The Accursed Mountains

The alpine wall west of Gjakova — the Bjeshkët e Nemuna rising beyond the Erenik valley, with glacial lakes, high summer pastures, and Kosovo's highest peak within a day's reach.

West of Gjakova the plain runs out and the land stands up. Beyond the Erenik valley rises the Bjeshkët e Nemuna — the Accursed Mountains — the great limestone wall that Albanians, Montenegrins and mapmakers all know by some version of the same grim name.

A name born of a curse

The name is bleak, and shared. Albanian Bjeshkët e Nemuna and Slavic Prokletije both mean, roughly, the Cursed or Accursed Mountains.
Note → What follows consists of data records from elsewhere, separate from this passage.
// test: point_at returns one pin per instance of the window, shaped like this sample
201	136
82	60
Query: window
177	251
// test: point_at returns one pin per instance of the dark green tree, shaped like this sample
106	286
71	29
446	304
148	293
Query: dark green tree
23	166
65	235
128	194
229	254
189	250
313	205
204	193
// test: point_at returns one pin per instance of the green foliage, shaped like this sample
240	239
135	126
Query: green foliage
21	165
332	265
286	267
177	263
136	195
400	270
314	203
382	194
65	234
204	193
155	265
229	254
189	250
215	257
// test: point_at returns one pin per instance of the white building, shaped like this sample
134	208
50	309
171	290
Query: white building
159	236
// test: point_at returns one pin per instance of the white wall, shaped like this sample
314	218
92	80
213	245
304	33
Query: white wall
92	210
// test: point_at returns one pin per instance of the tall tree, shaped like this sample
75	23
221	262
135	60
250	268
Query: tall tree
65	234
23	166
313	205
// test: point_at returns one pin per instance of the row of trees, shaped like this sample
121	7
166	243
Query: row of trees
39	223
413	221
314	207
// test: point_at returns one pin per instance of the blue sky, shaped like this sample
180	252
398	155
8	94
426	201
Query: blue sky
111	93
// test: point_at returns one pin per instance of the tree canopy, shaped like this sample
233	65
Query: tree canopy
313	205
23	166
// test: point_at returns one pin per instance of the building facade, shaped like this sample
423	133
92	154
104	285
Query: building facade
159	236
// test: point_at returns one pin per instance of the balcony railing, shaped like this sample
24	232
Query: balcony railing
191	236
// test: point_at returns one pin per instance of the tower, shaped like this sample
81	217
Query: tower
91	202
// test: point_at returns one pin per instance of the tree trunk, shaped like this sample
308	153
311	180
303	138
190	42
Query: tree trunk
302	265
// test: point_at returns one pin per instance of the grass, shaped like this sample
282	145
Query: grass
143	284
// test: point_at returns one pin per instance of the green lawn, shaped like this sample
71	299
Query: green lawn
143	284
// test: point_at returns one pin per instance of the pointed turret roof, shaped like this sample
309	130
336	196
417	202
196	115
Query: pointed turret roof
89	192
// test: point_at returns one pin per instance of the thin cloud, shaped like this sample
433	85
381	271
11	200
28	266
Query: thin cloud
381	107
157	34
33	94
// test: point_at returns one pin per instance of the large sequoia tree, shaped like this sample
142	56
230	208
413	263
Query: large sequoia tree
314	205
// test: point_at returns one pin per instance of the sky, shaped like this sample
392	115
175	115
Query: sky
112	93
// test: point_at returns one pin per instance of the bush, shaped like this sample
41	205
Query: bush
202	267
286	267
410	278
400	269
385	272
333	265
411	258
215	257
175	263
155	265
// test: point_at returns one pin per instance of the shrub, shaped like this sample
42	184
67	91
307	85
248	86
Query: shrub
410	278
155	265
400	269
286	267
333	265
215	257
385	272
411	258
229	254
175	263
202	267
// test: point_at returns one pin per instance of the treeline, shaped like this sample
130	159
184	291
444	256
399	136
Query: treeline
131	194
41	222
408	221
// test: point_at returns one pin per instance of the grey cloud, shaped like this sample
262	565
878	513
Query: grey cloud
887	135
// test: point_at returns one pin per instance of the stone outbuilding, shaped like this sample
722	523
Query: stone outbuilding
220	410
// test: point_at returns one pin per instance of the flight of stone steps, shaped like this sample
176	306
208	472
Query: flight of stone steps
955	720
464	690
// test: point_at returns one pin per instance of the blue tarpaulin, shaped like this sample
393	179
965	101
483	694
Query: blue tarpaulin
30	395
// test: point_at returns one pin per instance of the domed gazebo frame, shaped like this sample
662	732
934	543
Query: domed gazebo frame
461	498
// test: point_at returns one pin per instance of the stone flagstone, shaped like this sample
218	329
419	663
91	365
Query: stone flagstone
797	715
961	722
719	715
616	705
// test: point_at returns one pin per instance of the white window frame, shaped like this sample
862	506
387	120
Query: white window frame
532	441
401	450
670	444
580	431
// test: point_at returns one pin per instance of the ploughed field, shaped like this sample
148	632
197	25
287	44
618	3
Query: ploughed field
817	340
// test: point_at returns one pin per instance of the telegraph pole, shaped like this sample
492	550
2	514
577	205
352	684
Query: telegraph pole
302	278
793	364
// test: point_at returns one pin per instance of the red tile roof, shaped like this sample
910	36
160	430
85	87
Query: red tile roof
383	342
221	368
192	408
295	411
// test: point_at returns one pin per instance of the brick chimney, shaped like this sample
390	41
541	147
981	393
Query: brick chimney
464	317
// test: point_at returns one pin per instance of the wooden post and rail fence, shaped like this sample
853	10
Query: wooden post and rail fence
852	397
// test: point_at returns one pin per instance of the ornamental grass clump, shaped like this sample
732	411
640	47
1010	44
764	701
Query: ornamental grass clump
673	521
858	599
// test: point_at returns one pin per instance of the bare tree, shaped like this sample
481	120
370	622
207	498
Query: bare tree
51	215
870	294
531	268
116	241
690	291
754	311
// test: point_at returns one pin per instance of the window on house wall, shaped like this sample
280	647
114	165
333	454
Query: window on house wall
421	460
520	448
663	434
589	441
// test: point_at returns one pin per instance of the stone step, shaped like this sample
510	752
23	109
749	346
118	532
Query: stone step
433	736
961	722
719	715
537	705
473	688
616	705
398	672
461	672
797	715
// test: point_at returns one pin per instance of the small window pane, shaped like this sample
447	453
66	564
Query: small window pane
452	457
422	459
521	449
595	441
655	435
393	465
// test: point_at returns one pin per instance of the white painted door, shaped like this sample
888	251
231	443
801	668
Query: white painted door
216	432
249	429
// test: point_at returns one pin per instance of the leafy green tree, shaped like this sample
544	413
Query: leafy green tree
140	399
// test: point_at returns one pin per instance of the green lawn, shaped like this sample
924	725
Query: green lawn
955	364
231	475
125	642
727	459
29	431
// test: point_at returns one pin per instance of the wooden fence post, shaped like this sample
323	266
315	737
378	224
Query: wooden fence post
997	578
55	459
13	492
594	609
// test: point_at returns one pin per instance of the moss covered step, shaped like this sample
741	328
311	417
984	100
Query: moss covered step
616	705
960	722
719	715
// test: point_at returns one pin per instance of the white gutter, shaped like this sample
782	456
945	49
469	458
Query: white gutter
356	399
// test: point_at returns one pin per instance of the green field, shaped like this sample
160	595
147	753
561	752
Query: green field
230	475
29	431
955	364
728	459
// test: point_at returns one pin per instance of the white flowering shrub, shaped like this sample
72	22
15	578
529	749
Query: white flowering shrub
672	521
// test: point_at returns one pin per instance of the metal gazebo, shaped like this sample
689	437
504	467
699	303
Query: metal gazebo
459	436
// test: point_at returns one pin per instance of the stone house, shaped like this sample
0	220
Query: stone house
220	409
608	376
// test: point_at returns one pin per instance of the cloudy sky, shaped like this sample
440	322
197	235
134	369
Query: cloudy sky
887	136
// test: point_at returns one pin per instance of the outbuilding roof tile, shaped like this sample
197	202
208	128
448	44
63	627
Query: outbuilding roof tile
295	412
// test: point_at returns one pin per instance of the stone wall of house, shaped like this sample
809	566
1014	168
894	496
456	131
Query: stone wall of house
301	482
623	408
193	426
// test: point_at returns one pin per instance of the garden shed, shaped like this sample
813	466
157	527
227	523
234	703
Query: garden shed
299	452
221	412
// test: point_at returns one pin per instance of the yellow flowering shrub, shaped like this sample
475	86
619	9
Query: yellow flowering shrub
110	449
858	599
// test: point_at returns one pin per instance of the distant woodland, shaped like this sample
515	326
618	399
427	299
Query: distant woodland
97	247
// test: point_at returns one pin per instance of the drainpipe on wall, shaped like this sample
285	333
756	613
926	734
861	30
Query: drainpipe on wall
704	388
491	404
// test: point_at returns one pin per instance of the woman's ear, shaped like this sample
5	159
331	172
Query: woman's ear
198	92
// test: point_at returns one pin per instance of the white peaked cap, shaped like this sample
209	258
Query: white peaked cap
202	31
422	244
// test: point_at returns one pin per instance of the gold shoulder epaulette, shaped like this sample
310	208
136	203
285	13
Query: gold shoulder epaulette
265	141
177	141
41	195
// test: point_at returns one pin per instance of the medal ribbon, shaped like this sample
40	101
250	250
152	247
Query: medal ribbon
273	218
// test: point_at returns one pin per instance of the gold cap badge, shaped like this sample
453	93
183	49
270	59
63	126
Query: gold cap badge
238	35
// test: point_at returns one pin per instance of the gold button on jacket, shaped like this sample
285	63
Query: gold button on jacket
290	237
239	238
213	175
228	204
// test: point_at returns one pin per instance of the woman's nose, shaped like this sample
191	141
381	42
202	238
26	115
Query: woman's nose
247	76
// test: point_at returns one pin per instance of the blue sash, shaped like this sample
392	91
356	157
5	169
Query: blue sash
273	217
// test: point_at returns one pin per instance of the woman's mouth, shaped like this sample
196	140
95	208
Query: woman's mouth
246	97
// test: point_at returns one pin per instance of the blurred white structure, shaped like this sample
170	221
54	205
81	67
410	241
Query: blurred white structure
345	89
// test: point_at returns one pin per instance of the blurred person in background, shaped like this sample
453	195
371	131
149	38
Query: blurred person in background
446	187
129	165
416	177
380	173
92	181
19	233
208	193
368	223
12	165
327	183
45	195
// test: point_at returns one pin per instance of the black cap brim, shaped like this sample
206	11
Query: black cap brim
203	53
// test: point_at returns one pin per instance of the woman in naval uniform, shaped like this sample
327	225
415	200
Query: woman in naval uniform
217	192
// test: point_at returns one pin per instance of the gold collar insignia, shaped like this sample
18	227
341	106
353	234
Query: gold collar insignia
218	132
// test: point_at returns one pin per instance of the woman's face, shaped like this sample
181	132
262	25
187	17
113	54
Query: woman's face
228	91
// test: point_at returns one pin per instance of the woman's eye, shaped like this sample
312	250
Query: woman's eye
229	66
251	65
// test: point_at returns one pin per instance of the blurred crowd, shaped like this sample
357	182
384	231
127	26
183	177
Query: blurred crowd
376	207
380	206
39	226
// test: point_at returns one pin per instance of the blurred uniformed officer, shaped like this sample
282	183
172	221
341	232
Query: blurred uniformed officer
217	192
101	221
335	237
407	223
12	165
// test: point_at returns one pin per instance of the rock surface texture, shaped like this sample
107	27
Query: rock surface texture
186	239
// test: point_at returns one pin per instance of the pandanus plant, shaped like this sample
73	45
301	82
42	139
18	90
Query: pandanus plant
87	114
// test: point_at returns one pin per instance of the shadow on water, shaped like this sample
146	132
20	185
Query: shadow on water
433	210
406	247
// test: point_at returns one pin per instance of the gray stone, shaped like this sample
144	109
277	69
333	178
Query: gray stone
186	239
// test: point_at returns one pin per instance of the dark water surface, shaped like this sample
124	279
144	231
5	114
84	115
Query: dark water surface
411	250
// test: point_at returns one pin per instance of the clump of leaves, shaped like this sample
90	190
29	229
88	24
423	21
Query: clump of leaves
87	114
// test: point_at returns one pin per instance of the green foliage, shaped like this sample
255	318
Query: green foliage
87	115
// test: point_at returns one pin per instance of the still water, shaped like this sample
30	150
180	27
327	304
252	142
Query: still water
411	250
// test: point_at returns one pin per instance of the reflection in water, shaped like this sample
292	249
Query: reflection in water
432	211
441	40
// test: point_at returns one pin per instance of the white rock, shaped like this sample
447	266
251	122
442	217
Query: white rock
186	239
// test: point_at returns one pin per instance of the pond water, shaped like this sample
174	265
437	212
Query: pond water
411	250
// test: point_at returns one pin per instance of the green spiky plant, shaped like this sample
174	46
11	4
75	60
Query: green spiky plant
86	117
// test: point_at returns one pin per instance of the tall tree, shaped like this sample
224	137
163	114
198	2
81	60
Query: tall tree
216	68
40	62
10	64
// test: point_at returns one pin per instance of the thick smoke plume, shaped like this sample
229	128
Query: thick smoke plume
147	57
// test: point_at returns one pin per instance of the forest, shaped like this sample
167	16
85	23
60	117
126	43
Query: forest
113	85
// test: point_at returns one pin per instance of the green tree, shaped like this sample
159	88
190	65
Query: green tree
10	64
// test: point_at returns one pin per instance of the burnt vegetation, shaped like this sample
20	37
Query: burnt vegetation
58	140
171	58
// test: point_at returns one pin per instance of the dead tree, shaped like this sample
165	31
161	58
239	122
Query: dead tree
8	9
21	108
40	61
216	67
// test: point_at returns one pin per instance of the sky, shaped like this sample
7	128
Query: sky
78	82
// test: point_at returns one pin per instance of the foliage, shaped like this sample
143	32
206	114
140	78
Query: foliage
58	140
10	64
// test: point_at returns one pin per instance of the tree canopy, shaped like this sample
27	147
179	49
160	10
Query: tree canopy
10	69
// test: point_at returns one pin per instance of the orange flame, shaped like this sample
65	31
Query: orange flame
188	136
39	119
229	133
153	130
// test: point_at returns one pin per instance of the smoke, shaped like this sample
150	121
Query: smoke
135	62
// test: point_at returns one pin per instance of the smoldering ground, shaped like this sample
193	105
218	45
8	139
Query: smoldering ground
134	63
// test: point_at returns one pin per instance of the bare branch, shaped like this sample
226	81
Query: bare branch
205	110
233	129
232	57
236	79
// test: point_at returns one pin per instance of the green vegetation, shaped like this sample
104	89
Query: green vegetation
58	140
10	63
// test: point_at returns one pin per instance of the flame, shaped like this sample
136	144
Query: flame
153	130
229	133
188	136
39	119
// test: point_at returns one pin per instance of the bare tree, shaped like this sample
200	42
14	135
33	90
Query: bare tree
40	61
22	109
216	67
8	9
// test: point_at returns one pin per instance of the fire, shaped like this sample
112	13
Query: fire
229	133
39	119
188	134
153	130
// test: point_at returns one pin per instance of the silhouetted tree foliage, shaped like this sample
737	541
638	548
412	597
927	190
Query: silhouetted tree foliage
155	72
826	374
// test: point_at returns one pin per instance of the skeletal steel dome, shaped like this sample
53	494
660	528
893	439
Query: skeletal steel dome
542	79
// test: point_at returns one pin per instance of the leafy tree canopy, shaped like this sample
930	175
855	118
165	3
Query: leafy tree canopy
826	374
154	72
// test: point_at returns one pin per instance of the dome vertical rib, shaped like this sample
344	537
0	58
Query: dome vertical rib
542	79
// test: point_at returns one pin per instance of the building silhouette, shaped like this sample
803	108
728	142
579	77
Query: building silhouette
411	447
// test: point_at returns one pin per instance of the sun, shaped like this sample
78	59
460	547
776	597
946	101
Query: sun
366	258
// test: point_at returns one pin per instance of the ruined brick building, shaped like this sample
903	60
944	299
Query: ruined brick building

Folklore offers several reasons for the slander: that the devil clawed the jagged karst into shape in a single day; that a mother, dragging her children across the waterless heights, cursed the range in her exhaustion; that soldiers struggling through the passes named it. However it began, it is well earned — this is some of the steepest, wildest country in the Balkans, straddling Albania, Kosovo and Montenegro, and often called the Albanian Alps.

Kosovo’s roof

For Kosovo, this is the high country. Gjeravica, at 2,656 metres, is the country’s highest peak — second, within the whole range, only to Albania’s Maja Jezercë. Around it lie several of the range’s two dozen or so glacial lakes, scooped out by vanished ice: among them Gjeravica Lake, large and clear enough to swim in below the summit, and the small, near-perfect Liqeni i Zemrës, the “Heart Lake.” It is a landscape of bare grey rock, late snow, and sudden water.

The river that ties them to the city

A single thread runs straight from these peaks to Gjakova’s doorstep: the Erenik. The river that flows past the city is born up here, from a glacial lake just below Gjeravica, and comes down through the highland town of Junik to the plain. To follow the Erenik upstream is, in effect, to walk from the bazaar to the roof of Kosovo.

The shepherds’ highway

People have always moved through this country, even where no road goes. Its summer pastures — bjeshkë — have for centuries drawn shepherds up from the lowlands in a seasonal transhumance, living in stone-and-timber stan huts among the herds. Today the same paths carry walkers: the waymarked Peaks of the Balkans trail, a circuit of nearly 200 kilometres through Kosovo, Albania and Montenegro, follows the high passes along these old herding routes. Much of the Kosovo side is protected within Bjeshkët e Nemuna National Park, established in 2012–13, and the nearest gateway from Gjakova is Junik, itself a town of stone kulla towers.

Going up

From Gjakova the mountains are closer than they look: Junik lies about twelve kilometres away by the Deçan road, and from there a fit walker can reach Gjeravica and back in a long summer day (the season runs roughly June to October). A fair word about geography, though — the great summits and lakes sit within the neighbouring municipalities of Deçan and Junik, not Gjakova itself. Think of this as the wild country reached from Gjakova, the landscape the stone kulla was built to inhabit, rather than the city’s own backyard.